Kapal Selam KRI Nanggala-402 saat tengah bersandar di pelabuhan Indah Kiat di Merak, Banten. - Antara/Asep Fathulrahman
27 April 2021 16:17 WIB Lugas Subarkah Sleman Share :

Harianjogja.com, DEPOK--Kasus komentar negatif salah satu anggota Polsek Kalasan berbuntut panjang.

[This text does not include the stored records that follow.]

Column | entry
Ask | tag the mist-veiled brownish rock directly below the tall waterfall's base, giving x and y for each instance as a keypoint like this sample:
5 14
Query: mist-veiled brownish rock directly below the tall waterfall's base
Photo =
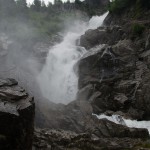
71 117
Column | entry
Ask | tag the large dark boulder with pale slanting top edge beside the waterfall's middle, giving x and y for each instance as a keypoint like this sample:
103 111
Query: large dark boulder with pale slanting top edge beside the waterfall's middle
98 63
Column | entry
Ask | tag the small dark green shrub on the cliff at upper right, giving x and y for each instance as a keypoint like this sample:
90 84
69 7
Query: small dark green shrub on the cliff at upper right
137 29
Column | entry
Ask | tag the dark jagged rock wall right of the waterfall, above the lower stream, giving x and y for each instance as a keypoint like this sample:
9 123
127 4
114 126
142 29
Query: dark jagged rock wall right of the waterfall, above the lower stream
117 69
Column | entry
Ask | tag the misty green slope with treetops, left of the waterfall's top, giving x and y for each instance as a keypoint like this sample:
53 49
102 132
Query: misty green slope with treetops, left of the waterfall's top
40 21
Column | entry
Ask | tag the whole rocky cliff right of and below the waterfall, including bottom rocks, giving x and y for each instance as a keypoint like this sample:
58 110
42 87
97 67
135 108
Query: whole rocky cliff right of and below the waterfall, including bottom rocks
114 78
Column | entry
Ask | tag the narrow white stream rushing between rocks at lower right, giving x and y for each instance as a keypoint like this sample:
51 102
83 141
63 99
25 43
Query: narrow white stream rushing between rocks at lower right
130 123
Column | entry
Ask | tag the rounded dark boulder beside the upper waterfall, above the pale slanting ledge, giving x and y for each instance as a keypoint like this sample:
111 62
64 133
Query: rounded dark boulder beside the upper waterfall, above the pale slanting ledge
102 35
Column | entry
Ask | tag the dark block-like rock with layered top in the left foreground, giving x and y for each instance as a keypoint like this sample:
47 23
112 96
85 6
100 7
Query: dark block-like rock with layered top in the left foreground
16 117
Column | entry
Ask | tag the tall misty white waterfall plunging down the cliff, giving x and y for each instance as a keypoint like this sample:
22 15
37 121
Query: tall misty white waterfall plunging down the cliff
57 79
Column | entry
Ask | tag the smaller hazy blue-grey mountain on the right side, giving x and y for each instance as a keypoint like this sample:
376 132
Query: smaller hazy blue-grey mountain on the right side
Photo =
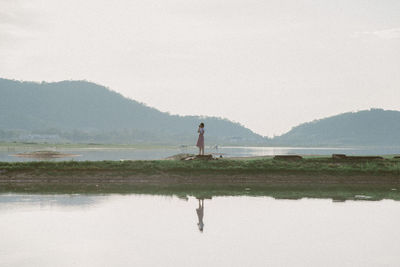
375 127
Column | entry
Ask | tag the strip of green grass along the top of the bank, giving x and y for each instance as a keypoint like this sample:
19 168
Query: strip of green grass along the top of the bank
225 166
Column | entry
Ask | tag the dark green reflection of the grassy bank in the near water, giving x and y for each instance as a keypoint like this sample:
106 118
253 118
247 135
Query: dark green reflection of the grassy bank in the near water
335 192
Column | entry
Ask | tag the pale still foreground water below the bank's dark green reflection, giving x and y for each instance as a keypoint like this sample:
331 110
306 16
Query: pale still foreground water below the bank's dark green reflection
147 230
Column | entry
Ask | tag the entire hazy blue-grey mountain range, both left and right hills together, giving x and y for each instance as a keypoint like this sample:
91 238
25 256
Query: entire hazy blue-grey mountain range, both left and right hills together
80 111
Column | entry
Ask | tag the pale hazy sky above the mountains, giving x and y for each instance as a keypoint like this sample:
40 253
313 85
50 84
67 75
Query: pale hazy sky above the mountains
269 65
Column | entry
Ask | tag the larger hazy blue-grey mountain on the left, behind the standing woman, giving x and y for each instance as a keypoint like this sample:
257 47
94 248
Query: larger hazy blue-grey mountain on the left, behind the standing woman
80 111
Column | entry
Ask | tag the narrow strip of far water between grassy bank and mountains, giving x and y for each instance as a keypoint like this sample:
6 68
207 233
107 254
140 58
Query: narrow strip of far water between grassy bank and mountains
160 153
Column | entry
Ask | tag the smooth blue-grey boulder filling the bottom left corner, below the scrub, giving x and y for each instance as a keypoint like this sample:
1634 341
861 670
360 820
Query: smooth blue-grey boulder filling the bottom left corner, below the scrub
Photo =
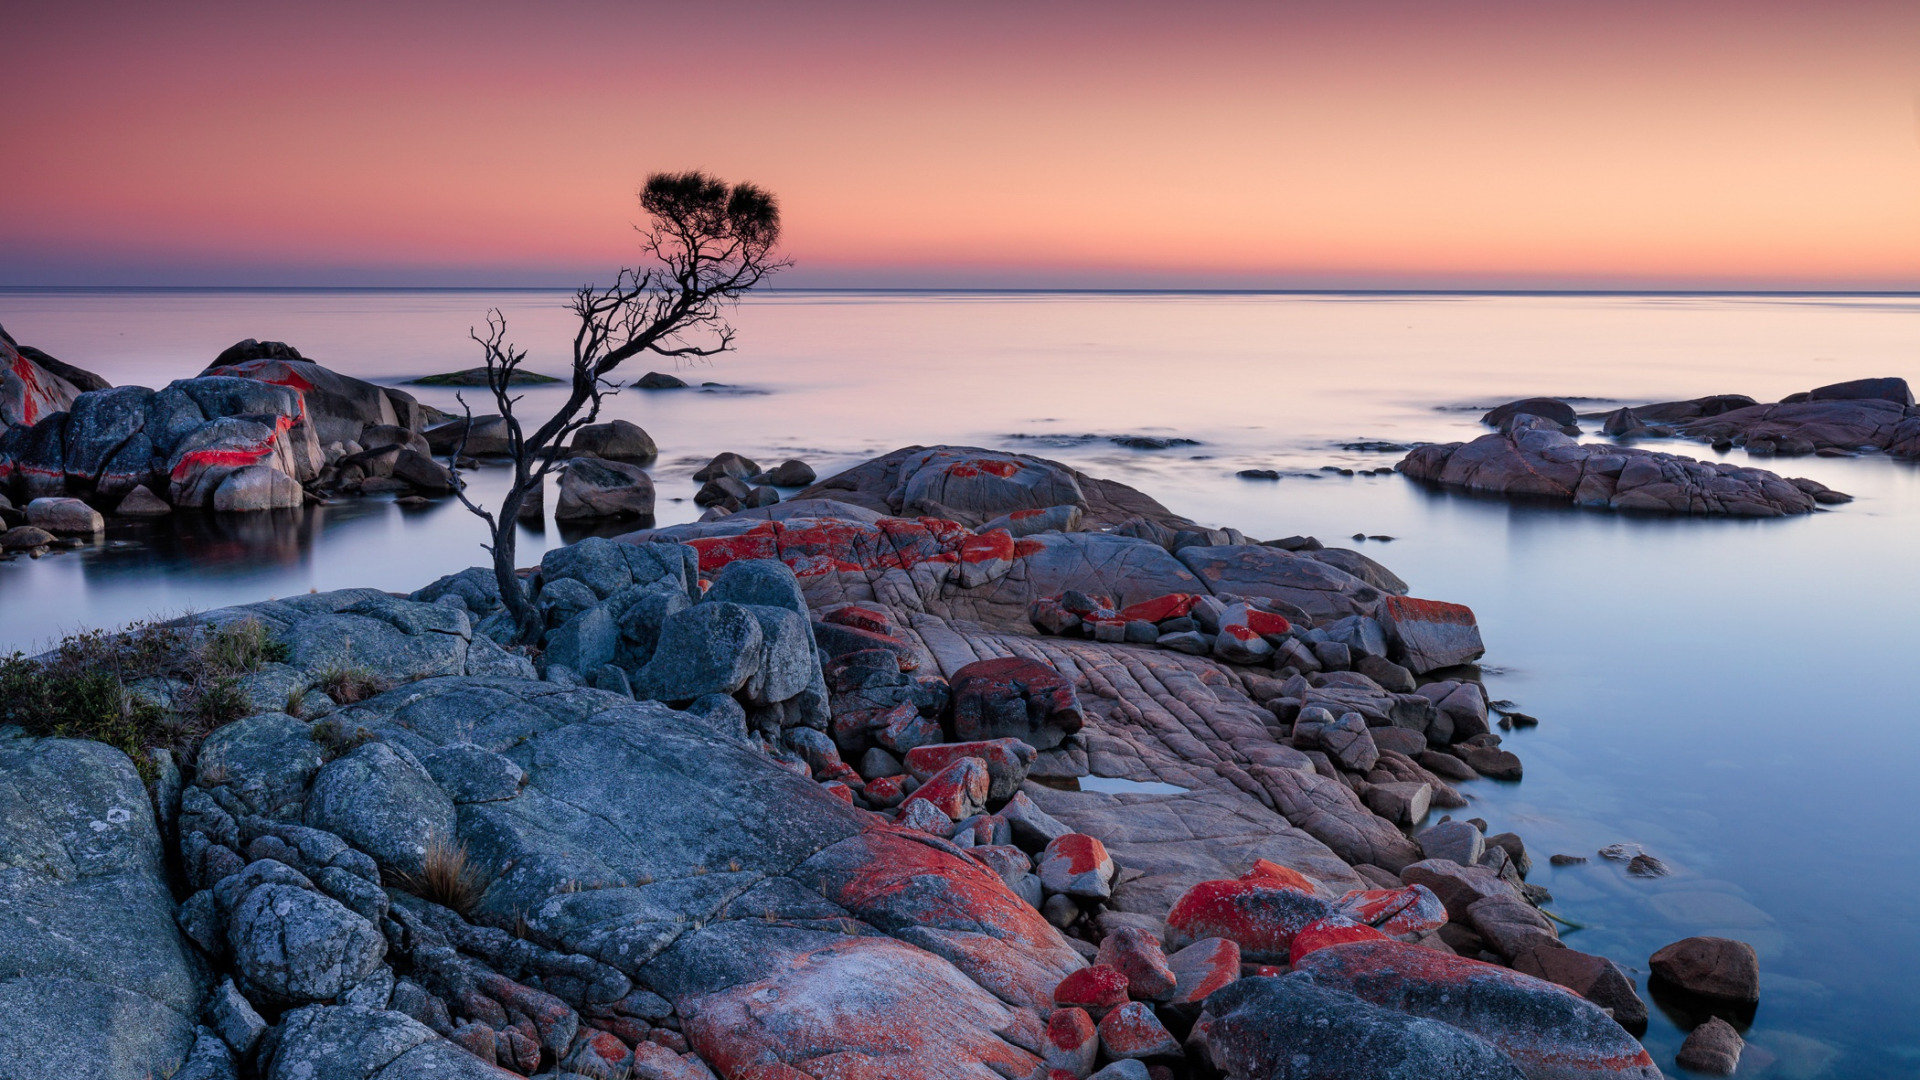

Setelah menjalani pemeriksaan di Reskrimsus dan Propam Polda DIY, pemeriksaan oknum berinisial F dilanjutkan ke Mabes Polri, berangkat pada Selasa (27/4/2021).

Kabid Humas Polda DIY, Kombes Pol Yulianto, menjelaskan F akan ditangani oleh Propam Mabes Polri dan Bareskrim Polri. “Direktorat Kriminal Khusus Polda DIY sudah memeriksa tiga orang, sementara Propam Polda DIY sudah periksa tujuh orang terkait peristiwa itu,” ujarnya.

BACA JUGA : Berkomentar Buruk tentang Tenggelamnya KRI Nanggala

Berkas pemeriksaan di Polda DIY itu akan diserahkan kepada penyidik di Mabes Polri. Karena masih proses masih berlanjut, ia belum bisa menyampaikan hasil pemeriksaan di Polda DIY. kemudian jika memang memenuhi unsur pidana, maka penetapan tersangka maupun sanksi etik akan dilakukan oleh Mabes Polri.

Meski belum ada hasil resmi, ia menduga saat melakukan perbuatannya, F sedang dalam kondisi yang tidak normal psikologisnya. “Saya kira, pendapat pribadi saya, kalau normal tidak akan berkomentar seperti itu. Kita semua sedang berduka kemudian ada yang main-main seperti itu, pasti dalam kondisi yang tidak normal,” katanya.

Adapun pasal yang disangkakan oleh Reskrimsus yakni Pasal 45 A ayat 2 jo Pasal 28 ayat 2 UU No. 19/2016 tentang perubahan UU No. 11/2008 tentang Informasi dan Transaksi Elektronik, dengan ancaman pidana paling lama enam tahun atau denda maksimal Rp1 miliar. “Penyidik akan membuktikan apakah komentar itu memenuhi unsur pasal ini atau tidak,” ujarnya.

BACA JUGA : Keluarga Korban Kapal Selam KRI Nanggala Asal Bantul Gelar Doa Tahlil Selama 7 Hari

Sementara sanksi dari kode etik profesi ada empat kemungkinan. Pertama, yang bersangkutan meminta maaf kepada pimpinan institusi. Kedua, dinyatakan perbuatan tercela. Ketiga dapat diberhentikan dengan terhormat. Keempat, diberhentikan dengan tidak hormat.

Sementara itu, institusi yang terlibat dalam persoalan, dalam hal ini Polres Sleman, pada Senin (26/4) sore telah menemui Lanal Jogja untuk menyampaikan permohonan maaf atas perbuatan anggotanya. “Kemaren kegiatannya permohonan maaf, buka puasa, sekaligus mengirim doa untuk almarhum musibah KRI Nanggala 402,” ungkapnya.